Man blieb, und das ganz ohne Groll,
im eig'nen Land zur Sommerszeit
und reiste nicht mehr möglichst weit
herum, wie man das war gewohnt,
und fand, das habe sich gelohnt.
Statt von Event sich zu Event,
zu hangeln, wo sich jeder kennt
und man nach Hunderten von Küsschen,
die jetzt verboten, bis zum Schlüsschen
des Abends Seichtes meist verbreitet,
bevor man dann nach Hause schreitet,
hat plötzlich man entdeckt, dass sehr
oft weniger fürwahr ist mehr,
und dass nicht Pflicht ist, sondern Kür,
wenn gut es ist, des Buchs Lektür'.
Echt gute Kunde hat erreicht
(die froh'ste Botschaft war's vielleicht)
zudem uns kürzlich aus den Staaten;
berichtet wurde uns von Taten,
die uns wahrhaftig machen froh:
gelungen ist es Sleepy Joe,
den blonden Twitter-Clown zu stürzen
und dessen Amtszeit zu verkürzen.
Auch wenn er noch im Weissen Haus
verharrt, ist bald sein Spielchen aus:
trotz deklamiertem "Erdrutschsieg"
heisst's jetzt für ihn: "Flieg, Donald, flieg!".
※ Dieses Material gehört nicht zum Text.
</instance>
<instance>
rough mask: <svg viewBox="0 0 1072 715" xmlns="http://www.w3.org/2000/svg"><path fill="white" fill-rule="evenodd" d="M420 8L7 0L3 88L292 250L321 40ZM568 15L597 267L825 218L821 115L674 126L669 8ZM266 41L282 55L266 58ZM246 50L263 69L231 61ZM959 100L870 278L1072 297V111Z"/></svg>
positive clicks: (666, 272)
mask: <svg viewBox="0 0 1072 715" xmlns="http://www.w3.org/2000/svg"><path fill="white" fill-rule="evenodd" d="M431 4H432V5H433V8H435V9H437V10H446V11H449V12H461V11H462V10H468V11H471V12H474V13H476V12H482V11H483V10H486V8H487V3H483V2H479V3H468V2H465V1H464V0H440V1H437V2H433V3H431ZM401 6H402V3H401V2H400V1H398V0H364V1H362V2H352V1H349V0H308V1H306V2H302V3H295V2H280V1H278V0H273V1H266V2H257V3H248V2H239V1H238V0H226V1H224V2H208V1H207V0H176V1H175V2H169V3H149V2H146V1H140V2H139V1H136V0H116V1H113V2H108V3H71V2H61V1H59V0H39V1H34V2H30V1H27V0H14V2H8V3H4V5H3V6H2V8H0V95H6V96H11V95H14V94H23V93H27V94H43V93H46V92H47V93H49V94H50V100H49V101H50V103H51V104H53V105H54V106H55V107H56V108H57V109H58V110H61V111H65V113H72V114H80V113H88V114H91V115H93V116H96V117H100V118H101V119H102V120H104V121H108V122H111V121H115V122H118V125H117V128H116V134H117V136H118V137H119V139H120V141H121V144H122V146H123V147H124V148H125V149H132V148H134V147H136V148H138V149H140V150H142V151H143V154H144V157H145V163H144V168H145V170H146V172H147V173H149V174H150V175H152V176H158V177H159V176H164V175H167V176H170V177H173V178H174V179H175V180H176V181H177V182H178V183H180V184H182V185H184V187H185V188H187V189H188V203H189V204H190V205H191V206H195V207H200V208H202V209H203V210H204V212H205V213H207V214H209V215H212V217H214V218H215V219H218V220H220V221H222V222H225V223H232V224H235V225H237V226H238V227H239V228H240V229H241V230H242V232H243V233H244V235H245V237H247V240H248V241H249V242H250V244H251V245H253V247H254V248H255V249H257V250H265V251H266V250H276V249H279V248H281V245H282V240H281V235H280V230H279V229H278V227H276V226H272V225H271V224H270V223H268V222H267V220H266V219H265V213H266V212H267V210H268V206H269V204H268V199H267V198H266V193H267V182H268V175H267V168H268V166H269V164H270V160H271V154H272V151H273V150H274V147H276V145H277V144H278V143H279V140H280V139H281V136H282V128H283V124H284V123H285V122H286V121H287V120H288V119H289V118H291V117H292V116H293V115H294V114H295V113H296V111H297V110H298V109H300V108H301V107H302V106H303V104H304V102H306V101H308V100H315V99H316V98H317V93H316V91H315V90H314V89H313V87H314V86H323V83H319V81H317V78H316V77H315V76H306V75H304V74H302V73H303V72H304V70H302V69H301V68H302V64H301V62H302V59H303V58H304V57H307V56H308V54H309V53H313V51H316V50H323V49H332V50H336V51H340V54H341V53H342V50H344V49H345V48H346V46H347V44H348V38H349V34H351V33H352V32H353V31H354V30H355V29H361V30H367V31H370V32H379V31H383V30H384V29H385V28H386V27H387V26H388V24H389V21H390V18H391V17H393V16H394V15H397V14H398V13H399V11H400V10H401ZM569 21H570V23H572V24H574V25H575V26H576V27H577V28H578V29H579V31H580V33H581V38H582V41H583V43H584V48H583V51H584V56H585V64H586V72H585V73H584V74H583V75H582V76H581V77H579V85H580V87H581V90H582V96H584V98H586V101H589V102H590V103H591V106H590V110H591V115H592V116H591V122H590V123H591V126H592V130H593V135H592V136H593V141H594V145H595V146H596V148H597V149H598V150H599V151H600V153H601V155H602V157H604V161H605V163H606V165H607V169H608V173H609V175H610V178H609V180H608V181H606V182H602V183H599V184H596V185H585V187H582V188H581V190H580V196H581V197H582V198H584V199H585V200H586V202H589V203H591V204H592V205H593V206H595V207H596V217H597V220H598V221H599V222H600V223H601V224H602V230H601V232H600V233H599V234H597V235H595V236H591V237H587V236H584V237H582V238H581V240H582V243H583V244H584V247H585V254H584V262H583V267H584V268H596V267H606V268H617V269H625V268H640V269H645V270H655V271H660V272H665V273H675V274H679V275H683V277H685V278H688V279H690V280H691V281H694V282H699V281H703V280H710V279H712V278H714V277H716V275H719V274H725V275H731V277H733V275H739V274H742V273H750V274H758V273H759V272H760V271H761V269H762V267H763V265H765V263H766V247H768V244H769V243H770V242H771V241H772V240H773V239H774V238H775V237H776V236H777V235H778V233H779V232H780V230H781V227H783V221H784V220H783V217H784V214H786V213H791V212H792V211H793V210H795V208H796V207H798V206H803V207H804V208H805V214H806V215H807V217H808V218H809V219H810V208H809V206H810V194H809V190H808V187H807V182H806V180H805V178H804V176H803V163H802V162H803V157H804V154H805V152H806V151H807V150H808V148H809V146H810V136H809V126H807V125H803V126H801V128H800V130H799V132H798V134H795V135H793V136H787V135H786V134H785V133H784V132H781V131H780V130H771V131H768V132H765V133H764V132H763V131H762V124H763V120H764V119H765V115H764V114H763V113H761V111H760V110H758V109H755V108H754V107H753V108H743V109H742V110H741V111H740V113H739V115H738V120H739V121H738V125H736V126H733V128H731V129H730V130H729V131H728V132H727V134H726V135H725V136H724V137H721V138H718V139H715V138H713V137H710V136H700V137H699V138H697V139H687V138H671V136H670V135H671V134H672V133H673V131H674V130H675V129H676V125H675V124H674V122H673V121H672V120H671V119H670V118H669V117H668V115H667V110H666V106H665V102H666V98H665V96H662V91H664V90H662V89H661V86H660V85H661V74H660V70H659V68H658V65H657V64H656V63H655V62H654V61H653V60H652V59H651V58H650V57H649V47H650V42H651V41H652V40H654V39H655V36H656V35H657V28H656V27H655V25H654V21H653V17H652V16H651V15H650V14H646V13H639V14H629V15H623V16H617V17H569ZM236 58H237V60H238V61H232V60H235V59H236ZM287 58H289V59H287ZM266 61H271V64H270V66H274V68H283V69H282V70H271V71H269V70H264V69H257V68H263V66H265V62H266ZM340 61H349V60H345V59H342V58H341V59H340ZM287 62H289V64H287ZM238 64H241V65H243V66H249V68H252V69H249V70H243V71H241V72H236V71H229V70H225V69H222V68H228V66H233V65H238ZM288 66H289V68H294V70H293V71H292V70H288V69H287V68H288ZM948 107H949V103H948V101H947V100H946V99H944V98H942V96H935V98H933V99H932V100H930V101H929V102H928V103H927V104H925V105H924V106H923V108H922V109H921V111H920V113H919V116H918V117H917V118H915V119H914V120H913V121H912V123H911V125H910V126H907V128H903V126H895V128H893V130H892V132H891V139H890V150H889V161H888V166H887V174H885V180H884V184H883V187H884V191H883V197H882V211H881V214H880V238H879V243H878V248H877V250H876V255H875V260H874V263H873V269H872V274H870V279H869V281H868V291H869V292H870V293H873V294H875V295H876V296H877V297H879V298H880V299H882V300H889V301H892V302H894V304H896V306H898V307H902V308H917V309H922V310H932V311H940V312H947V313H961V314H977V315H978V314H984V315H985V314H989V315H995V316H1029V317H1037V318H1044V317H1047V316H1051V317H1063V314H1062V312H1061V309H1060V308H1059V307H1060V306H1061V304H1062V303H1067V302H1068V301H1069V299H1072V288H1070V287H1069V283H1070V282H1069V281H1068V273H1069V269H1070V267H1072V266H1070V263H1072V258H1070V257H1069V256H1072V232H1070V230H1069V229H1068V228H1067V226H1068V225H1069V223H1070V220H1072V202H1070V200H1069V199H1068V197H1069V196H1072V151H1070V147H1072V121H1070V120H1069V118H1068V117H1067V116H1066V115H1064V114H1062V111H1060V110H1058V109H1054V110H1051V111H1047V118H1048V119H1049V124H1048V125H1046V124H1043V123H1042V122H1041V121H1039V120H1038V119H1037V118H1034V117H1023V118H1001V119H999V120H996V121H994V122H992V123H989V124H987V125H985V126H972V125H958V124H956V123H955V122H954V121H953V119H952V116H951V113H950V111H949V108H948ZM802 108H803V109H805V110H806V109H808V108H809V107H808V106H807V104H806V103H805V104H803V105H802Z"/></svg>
Nachdem er – dies war noch das Beste
in seiner Amtszeit – vor dem Feste
des Danks, vergessend seinen Zorn,
den fetten Turkey namens Corn
grossmütig hat davor bewahrt,
zu kommen auf die Speisekart',
fährt nun der Zügelwagen vor;
samt Möbel wird entfernt der Tor
und auch sein Weib, die Melanie:
vermissen werden wir sie nie.
Mag künftig er in Mar-a-Lago
am Morgen trinken sein Banago,
derweil bei ihm Giuliani sitzt
und schwitzt und schwitzt und schwitzt und schwitzt,
und immer noch, wobei er flucht,
nach Wahlbetrugsbeweisen sucht,
und mag er, wenn auch unbeholfen,
nichts andres tun als einfach golfen
und nachts, um bei ihr Trost zu suchen,
zuweilen Stormy Daniels buchen.
Genug, ihr Brüder und ihr Schwestern;
wir woll'n vorab, was gut war gestern,
behalten in Erinnerung
und, ob wir alt sind oder jung,
vergessen alle uns're Sorgen
und freu'n uns auf den nächsten Morgen,
denn dass es weitergeht, ist klar;
deshalb mein Wunsch: Prosit Neujahr!